SEATTLE, Wash. – A boom in alcohol sales during the pandemic appears to have had dire consequences for some as hospital admissions for alcohol-related hepatitis, a life-threatening liver inflammation, increased dramatically, according to a study of national hospitalization data.
Researchers found increasing cases of the alcohol-related liver illness from 2016 through 2020, but the rise was particularly pronounced the year COVID-19 arrived in the U.S. in 2020, which saw a 12.4% increase over 2019 levels. It was worse in younger patients, ages 18 to 44, a group that had a nearly 20% jump in hospital admissions for alcohol-related hepatitis. The consequences were also more severe as in-hospital deaths increased by 24.6% in 2020 compared to 2019.
While the problem has been noted anecdotally and in regional studies, these findings show the growing problem on a national scale, said Dr. Kris Kowdley, professor at Washington State University’s Elson S. Floyd College of Medicine and senior author of the study published in The American Journal of the Medical Sciences.
“Severe liver disease seems to be rising over time, but it appears to have increased even more dramatically during the pandemic,” said Kowdley, who is also the director of the Liver Institute Northwest. “We confirmed that alcohol-related hepatitis hospital admissions increased continually from 2016 to 2020. We also found that younger patients and women had a higher increase in in-hospital mortality compared to their counterparts.”
Alcohol-related hepatitis typically impacts about one third of heavy, regular drinkers—those who consume more than four alcoholic drinks daily. Symptoms can include abdominal pain, loss of appetite, vomiting and jaundice. The illness can lead to permanent liver damage, known as cirrhosis, and death.
Drawing on data from the National Inpatient Sample, which tracks hospitalization in 37 states, the study found about 823,000 patients were hospitalized with this condition from 2016 to 2020, the most recent year that data were available. While this is a relatively small group compared to the U.S. population, researchers are concerned about the rapid increase in cases and severity of outcomes.
In 2016, about 146,000 patients were admitted to the hospital with alcohol-related hepatitis. In 2019 the figure rose to nearly 169,000 representing a 5.1% annual increase from 2016 levels. Then it rose even more rapidly to over 190,000 in 2020, a 12.4% increase from 2019 levels.

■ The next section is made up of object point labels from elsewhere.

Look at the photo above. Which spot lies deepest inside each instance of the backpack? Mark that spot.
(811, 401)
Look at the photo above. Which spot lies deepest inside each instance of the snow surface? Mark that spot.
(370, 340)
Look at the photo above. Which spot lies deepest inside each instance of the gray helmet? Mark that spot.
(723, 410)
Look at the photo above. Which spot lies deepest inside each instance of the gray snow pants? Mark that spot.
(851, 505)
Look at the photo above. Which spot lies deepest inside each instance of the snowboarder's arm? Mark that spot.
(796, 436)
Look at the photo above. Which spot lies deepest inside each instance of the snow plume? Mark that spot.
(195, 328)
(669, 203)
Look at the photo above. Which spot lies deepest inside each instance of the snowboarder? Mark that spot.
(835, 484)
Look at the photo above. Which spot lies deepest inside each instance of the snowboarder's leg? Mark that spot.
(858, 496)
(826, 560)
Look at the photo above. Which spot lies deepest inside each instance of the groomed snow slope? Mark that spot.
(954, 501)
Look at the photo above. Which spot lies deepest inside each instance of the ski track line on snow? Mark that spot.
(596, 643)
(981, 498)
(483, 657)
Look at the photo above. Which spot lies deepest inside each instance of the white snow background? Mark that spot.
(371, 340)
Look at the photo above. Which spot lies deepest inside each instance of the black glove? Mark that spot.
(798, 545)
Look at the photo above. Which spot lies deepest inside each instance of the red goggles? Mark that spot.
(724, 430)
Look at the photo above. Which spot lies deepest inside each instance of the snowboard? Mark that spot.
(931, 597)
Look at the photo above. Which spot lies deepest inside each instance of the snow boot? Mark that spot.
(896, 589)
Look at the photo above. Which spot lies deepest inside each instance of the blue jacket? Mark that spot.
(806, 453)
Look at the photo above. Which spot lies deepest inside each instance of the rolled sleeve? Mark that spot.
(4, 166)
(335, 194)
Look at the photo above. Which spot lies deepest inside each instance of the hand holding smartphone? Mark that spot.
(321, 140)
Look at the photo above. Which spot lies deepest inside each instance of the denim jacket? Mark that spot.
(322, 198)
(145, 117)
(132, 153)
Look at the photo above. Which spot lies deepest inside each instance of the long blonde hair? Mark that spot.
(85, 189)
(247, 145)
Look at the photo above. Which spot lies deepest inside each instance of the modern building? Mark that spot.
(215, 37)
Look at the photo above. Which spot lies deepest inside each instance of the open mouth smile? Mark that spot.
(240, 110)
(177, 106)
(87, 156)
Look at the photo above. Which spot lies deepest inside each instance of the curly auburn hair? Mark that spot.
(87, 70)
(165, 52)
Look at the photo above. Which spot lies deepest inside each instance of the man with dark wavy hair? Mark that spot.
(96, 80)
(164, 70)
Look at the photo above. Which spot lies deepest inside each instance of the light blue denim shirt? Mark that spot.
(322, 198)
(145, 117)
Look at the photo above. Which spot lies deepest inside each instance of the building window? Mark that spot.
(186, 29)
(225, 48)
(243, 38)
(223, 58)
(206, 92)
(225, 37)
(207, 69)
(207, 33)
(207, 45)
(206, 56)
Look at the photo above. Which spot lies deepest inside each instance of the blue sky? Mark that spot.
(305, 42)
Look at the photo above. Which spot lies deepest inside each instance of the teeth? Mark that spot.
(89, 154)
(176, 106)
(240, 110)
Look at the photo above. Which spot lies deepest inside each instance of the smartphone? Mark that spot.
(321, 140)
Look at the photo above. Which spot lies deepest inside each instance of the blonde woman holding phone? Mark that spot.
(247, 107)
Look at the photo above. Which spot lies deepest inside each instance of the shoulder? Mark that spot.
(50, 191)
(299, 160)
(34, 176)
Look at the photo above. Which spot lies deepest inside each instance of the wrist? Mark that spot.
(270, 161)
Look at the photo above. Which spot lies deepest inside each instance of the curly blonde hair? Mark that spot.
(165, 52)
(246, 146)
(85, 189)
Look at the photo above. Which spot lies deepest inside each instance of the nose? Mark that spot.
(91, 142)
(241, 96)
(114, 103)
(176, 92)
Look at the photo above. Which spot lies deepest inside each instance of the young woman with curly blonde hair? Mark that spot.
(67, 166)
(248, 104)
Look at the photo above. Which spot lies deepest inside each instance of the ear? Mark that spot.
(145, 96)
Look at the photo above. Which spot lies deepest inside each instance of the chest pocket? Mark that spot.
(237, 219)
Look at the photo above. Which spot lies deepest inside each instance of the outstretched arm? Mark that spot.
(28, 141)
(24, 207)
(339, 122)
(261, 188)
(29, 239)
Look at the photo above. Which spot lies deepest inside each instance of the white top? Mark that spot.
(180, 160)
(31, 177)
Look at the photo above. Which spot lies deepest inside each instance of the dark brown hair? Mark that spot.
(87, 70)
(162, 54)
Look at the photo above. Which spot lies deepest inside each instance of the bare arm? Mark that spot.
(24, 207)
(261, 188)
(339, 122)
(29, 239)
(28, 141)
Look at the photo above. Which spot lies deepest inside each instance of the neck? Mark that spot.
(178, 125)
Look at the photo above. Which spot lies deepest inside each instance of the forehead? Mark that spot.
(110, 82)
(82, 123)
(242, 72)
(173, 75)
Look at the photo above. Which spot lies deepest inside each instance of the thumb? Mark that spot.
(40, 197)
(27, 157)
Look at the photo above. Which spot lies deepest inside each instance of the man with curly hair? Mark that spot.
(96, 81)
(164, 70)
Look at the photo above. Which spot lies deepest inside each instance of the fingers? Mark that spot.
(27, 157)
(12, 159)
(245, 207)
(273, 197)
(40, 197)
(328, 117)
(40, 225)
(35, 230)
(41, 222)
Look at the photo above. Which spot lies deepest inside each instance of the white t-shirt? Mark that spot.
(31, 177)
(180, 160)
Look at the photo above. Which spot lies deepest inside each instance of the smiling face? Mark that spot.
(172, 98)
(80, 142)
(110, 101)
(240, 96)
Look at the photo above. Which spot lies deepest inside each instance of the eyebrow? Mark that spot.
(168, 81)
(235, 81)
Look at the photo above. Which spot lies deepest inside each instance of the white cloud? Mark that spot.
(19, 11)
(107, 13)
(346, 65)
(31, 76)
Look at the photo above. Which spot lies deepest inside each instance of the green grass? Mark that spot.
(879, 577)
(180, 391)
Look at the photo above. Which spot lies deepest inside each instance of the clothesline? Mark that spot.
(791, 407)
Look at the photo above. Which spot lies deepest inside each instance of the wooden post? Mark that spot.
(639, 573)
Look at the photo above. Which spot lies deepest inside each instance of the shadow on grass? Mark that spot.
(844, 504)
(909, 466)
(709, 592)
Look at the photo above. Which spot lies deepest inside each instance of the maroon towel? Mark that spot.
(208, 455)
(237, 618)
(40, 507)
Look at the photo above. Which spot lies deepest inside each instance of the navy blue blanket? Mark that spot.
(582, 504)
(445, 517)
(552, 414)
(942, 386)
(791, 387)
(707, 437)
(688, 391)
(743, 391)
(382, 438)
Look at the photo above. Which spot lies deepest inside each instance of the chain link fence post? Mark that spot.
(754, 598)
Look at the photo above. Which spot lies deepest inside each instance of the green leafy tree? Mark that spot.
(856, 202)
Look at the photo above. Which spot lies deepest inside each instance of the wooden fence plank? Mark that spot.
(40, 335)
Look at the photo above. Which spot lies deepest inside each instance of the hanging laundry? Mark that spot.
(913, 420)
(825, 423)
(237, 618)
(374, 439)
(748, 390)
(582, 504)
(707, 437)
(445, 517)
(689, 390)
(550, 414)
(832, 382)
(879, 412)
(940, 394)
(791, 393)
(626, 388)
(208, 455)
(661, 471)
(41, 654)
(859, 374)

While the condition is more prevalent in men overall, women saw a greater increase, a 14.6% rise between 2019-2020 compared to men at 12.2%. Geographically more cases were seen in the U.S. South, but the greatest rise was in the West.
There was also a shift in economic status. Looking at income by four groups, or quartiles, researchers found that between 2016 and 2019, the top two income groups had the highest increase in alcohol-related hepatitis. By 2020, that had changed, and the lowest income group showed the largest rise in cases.
“It’s likely that a variety of factors contributed to a much higher rate of alcohol consumption during the pandemic, such as being socially isolated and having fewer barriers to drinking excess alcohol,” said Kowdley. “It’s also very possible that the relationship with lower income may be related to stress, anxiety and financial concerns associated with the pandemic.”
Kowdley said the findings show a need for a multi-disciplinary approach to treat people suffering from alcohol use disorders, one that includes mental health and behavioral therapy, nutritional counseling and increased use of medications that help reduce alcohol cravings. It is also important to reduce stigma associated with alcohol-related liver disease.
“We need to recognize and treat alcohol-related hepatitis as a disease like any other disease, and not stigmatize the patient suffering with this illness,” he said. “We must also be cognizant both as healthcare providers and patients that alcohol-related hepatitis can be a life-threatening disorder.”
In addition to Kowdley, study authors include Dr. Aalam Sohal from the Liver Institute Northwest; Dr. Jay Patel of Orange Park Medical Centre; Nimrat Dhillon of Sri Guru Ram Das Institute of Medical Sciences; Isha Kohli of Mount Sinai; Dino Dukovic of Ross University and Dr. Hunza Chaudry and Dr. Marina Roytman both of the University of California, San Francisco.